Can GR be reformulated in terms of invariant observables? Question
So recently I was thinking about this: How many scalars are available in $4$ dimensions in General Relativity (without being redundant)? For example, with metric we can construct the following scalar:
$$ g^{\mu \nu} g_{\mu \nu} = 4 $$ 
is the same as:
$$ (g^{\mu \nu} \otimes g^{\rho \kappa}) \cdot   (g_{\mu \nu} \otimes g_{\rho \kappa} ) = 16 $$
We also have scalars like curvature, torsion, inner product of the riemann tensor with itself, etc. 
Motivation
My motivation for doing so is as follows: GR is currently through (rank $2$ symmetric) tensors formulated as:
$$ R_{\mu \nu} - \frac{1}{2} R g_{\mu \nu} = \frac{8 \pi G}{c^4} T_{\mu \nu} $$ 
Hence any solution of the above automatically satisfies:
$$ (R_{\mu \nu} - \frac{1}{2} R g_{\mu \nu})  (R^{\mu \nu} - \frac{1}{2} R g^{\mu \nu}) = \bigg(\frac{8 \pi G}{c^4}\bigg)^2 T_{\mu \nu} T^{\mu \nu} $$ 
But note the later equation is written purely in invariant observables. I was wondering if General Relativity could also be written purely in terms of observables? If not how many short are we? Can the remaining variables be expressed as something invariant and not a scalar (not sure if it would be a tensor either)?  
 A: If you define invariant observables to be relativistic scalars formed from the Riemann tensor, then the answer is no, it is not possible to formulate GR in terms of invariant observables. As a counterexample, all curvature invariants vanish for any gravitational plane-wave solution in 3+1 dimensions. This is basically because an observer who chases the wave at high velocity can see the energy and amplitude of the wave Doppler shifted down to an arbitrarily low level.

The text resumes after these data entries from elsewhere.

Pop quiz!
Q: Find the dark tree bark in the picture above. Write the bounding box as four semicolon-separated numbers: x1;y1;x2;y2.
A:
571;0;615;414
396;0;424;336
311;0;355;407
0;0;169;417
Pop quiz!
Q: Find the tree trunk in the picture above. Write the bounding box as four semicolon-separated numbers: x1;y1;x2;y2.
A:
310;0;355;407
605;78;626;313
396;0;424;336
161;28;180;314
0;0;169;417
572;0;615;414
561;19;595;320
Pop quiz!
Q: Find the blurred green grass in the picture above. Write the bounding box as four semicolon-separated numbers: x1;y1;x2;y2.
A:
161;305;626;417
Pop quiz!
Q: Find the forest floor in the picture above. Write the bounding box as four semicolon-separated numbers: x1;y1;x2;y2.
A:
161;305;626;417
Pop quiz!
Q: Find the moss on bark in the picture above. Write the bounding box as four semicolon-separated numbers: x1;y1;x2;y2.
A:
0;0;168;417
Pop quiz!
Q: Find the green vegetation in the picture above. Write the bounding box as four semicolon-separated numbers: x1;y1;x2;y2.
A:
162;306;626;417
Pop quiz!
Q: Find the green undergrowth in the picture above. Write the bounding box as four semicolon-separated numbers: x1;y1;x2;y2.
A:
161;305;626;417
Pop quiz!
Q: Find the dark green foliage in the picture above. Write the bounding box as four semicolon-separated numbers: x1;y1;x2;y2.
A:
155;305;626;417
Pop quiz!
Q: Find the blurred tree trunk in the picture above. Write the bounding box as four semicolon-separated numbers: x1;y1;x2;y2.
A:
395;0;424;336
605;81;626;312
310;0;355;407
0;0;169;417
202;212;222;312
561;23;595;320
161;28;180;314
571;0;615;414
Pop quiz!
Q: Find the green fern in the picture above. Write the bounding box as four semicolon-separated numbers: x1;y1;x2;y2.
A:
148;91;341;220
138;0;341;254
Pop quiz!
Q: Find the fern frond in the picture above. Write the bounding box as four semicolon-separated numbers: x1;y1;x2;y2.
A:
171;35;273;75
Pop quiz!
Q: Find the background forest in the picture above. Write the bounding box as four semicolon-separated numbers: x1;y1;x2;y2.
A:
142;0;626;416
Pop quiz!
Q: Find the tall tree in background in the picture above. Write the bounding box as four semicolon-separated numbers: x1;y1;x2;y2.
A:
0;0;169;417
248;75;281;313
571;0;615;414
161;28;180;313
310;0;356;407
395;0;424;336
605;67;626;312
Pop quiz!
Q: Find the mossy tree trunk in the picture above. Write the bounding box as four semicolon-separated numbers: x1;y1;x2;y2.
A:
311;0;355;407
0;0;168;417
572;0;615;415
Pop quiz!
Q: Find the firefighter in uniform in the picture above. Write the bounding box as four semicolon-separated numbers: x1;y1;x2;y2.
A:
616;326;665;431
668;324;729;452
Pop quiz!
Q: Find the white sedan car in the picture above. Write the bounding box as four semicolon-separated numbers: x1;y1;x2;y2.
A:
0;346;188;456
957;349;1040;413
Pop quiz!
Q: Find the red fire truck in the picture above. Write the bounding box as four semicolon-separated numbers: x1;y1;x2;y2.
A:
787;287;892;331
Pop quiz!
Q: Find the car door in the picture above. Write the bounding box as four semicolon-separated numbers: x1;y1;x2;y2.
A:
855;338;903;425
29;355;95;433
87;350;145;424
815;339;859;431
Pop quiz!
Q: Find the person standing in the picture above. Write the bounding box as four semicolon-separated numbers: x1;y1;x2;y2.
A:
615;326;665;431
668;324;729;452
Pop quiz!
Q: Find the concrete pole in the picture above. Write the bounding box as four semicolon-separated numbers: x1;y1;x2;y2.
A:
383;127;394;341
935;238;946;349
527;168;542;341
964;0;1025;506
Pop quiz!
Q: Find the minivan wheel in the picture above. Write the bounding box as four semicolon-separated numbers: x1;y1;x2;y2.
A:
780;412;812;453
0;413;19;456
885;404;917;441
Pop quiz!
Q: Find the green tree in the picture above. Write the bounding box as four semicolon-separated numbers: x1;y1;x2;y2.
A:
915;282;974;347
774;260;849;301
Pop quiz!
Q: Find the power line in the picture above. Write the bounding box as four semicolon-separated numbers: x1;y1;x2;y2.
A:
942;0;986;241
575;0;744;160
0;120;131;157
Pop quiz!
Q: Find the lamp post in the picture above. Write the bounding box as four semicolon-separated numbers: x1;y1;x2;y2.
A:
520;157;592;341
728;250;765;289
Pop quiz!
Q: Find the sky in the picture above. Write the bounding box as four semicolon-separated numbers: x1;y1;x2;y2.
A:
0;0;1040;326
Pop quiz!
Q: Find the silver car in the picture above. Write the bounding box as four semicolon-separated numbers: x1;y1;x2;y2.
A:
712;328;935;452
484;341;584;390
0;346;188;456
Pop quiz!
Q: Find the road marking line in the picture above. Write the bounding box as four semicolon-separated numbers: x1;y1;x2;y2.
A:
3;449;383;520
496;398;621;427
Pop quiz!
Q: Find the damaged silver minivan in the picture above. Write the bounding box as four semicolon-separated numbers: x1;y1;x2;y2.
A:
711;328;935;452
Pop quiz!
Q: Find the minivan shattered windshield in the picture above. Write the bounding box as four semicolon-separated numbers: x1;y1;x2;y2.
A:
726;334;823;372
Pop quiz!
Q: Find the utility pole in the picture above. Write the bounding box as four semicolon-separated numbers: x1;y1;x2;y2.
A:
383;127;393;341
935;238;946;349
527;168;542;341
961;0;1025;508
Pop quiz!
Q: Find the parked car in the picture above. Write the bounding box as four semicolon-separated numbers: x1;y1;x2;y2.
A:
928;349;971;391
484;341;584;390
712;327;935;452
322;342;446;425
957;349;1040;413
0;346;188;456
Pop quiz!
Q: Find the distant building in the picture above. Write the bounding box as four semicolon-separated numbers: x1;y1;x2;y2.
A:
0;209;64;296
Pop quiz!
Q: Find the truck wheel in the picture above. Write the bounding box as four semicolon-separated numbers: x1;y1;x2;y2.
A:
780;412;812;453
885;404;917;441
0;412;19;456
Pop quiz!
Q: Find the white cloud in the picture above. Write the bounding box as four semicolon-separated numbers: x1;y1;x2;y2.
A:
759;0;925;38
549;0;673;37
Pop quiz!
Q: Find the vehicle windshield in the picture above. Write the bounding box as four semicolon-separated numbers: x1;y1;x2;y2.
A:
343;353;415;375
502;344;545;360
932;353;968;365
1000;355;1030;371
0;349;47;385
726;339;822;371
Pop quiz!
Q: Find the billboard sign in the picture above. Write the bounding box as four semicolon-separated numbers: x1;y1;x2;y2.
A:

For more on this, see Schmidt, http://arxiv.org/pdf/gr-qc/9404037v1.pdf .
Re the classification of scalar invariants formed from the Riemann tensor (without taking derivatives), see https://en.wikipedia.org/wiki/Carminati%E2%80%93McLenaghan_invariants . If you take derivatives, the number of scalar invariants you can form is infinite.
I think what this really tells us is that relativistic scalars are not rich enough to describe all the things we can actually observe in GR. For instance, if a black hole merger results in the radiation of gravitational waves, then it's reasonable to talk about an observable which is the intensity of those waves in the frame of reference of a distant observer at rest with respect to the source. This is an observable that can't be described as a relativistic scalar, but it's clearly an observable -- LIGO did observe such a thing.